On October 17, as the charity recognizes the International Day for the Eradication of Poverty, Food For the Poor is recommitted to building sustainable livelihoods for poverty-stricken families, an act of lifegiving change than can endure for generations.
This year marks the 30th anniversary of the day sometimes known less formally as World Poverty Day, which is recognized every year on October 17.
The United Nations designated the day annually to raise awareness about the need to end global poverty in all its forms everywhere.
Seven years ago in an urgent call to action, the UN championed a 2030 agenda built around 17 sustainable development goals. But that agenda is in jeopardy due to the crippling affects and aftermath of the COVID-19 pandemic. Inflation and the war in Ukraine have dealt further setbacks and increased food insecurity. The poor always are the hardest hit.
FFTP President/CEO Ed Raine shares his thoughts about how the charity is facing poverty head on.
What is multidimensional poverty?
Ed: Poverty is not just a single dimension. Someone in poverty who needs food, for example, will likely also have many other things they need including access to clean water, housing, education etc. We want to make sure that our work truly stretches from the relief to the development and that we are partnering with the church and like-minded partners and organizations to make sure we can do something that has lasting effect.
What is the role of the church in helping Food For The Poor address poverty?
Ed: There is an opportunity for both material as well as spiritual support to come together through the church and through organizations such as Food For The Poor to really help people think about purpose in their lives and to do it through a spiritual definition as well. The churches probably best understand the needs of the poor because they’re in the community of the Church already.
How important are developing partnerships with like-minded organizations in the countries where we serve?
Ed: The framework for collaboration between Food For The Poor and our partners allows each of us to have a much greater impact than either can have on its own.

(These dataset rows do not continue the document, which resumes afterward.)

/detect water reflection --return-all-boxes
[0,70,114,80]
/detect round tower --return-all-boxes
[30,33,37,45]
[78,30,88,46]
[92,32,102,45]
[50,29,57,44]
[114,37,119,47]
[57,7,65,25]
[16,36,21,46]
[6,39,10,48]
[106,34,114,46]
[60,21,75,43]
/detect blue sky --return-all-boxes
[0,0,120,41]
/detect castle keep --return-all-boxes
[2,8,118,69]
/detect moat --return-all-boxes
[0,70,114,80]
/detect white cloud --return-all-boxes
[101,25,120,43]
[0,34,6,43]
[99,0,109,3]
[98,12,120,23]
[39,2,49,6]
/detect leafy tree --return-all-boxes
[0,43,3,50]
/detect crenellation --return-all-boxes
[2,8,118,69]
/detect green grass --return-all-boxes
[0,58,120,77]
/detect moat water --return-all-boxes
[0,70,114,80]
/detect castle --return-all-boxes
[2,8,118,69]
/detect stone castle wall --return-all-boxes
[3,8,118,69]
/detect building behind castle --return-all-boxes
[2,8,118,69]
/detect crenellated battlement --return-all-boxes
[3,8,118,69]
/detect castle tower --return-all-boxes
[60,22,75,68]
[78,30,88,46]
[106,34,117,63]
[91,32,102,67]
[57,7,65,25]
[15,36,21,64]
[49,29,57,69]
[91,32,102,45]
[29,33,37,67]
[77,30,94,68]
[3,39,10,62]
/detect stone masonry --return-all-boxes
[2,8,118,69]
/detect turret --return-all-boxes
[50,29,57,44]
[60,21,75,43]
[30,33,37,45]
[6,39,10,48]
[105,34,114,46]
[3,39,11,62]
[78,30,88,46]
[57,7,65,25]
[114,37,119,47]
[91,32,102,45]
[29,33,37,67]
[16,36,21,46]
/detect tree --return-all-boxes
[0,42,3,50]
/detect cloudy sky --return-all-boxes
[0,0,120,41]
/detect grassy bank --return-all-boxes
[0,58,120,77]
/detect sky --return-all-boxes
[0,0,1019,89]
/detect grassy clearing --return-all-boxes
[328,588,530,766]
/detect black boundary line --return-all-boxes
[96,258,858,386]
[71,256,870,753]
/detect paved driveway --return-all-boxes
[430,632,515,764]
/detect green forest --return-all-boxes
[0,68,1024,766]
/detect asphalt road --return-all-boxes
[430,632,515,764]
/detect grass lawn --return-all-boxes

Food For The Poor and Cáritas Española recently signed such a framework for collaboration toward a shared vision to end hunger and fight poverty and malnutrition in the Caribbean and Latin America. There are great opportunities here to collaborate and grow. Food For The Poor has really understood over the last few years how important these partnerships are to help grow not only our capability, but the other partner’s capability to serve those in great need.
How is Food For The Poor trying to lift families out of poverty?
Ed: We’re striving to make sure the sustainability of someone’s life is significantly addressed as we deal with problems for the poorest of the poor that we serve. Ultimately, it’s about getting people onto their feet and to help them stay on their feet. No one wants to see anyone fall backwards into the poverty they are trying to leave behind them. So there is this sense of resurrection both materially and spiritually, where we truly enable people to lift themselves up and stay up. Ending poverty will require us to build as many sustainable livelihoods as we possibly can for as many people. It’s easy to say, we know how hard it is to do this work. Many of the countries where we work all have unique challenges in how they can get their work done each day.
How does Food For The Poor ensure we are providing relief to the poor in the short-term but also helping them to sustain themselves in the long-term and enjoy a better quality of life?
Ed: It’s important to step back out every now and then, and say OK, we’ve done all of these things. But what else still needs to be done and how should we think about the nature and the extent of the problems and how do we make sure that whatever solution we’re applying really fixes and deals with things so that it has transformation, the long-lasting effect that we all so greatly desire.
What is Food For The Poor’s approach to understanding the scale of poverty?
Ed: We need to think about phase zero. We don’t do anything until we’ve understood what problem we’re trying to solve really. We need to define the problem. We need to understand just how best to respond to it, whether it’s the scale of the problem, the length of time, the duration, what kind of fundraising is needed etc. Only then do we start getting into the solution.
The idea is that we should be spending more time on defining the problem and that the solution will become more self-evident because we better understand the problem. Being very purposeful. Being sure whatever we do is well designed and directly impacts the problem we’re trying to solve.
Why did we start working in the countries where we serve? Peru and Ecuador are two of the latest countries. Is the data and metrics on poverty driving those decisions in places where we are not already intervening and providing aid?
Ed: Over the last 40 years, FFTP has worked in the Caribbean and Latin America, responding to calls for help and partnering with organizations that have the capability and capacity to deliver life-saving solutions. Both Ecuador and Peru are struggling with rising numbers of families living in multidimensional poverty due to the convergence of COVID-19, conflict, and climate change.
Ecuador’s poverty and income inequality mostly affect indigenous, mixed race and rural populations. Overall, 40 percent of the rural population in Ecuador lives below the poverty line, totaling about 6.9 million Ecuadorians who suffer daily from the effects of poverty, according to the World Food Programme, 2022. In Peru, slightly more than 20% of the population still lives below the poverty line, according to the World Bank Group. This material deprivation leads to widespread food insecurity, which leaves 33.4% of people in rural areas — including 13.1% of children — to face anemia, obesity, stunting and other effects of malnutrition, based on World Food Programme statistics.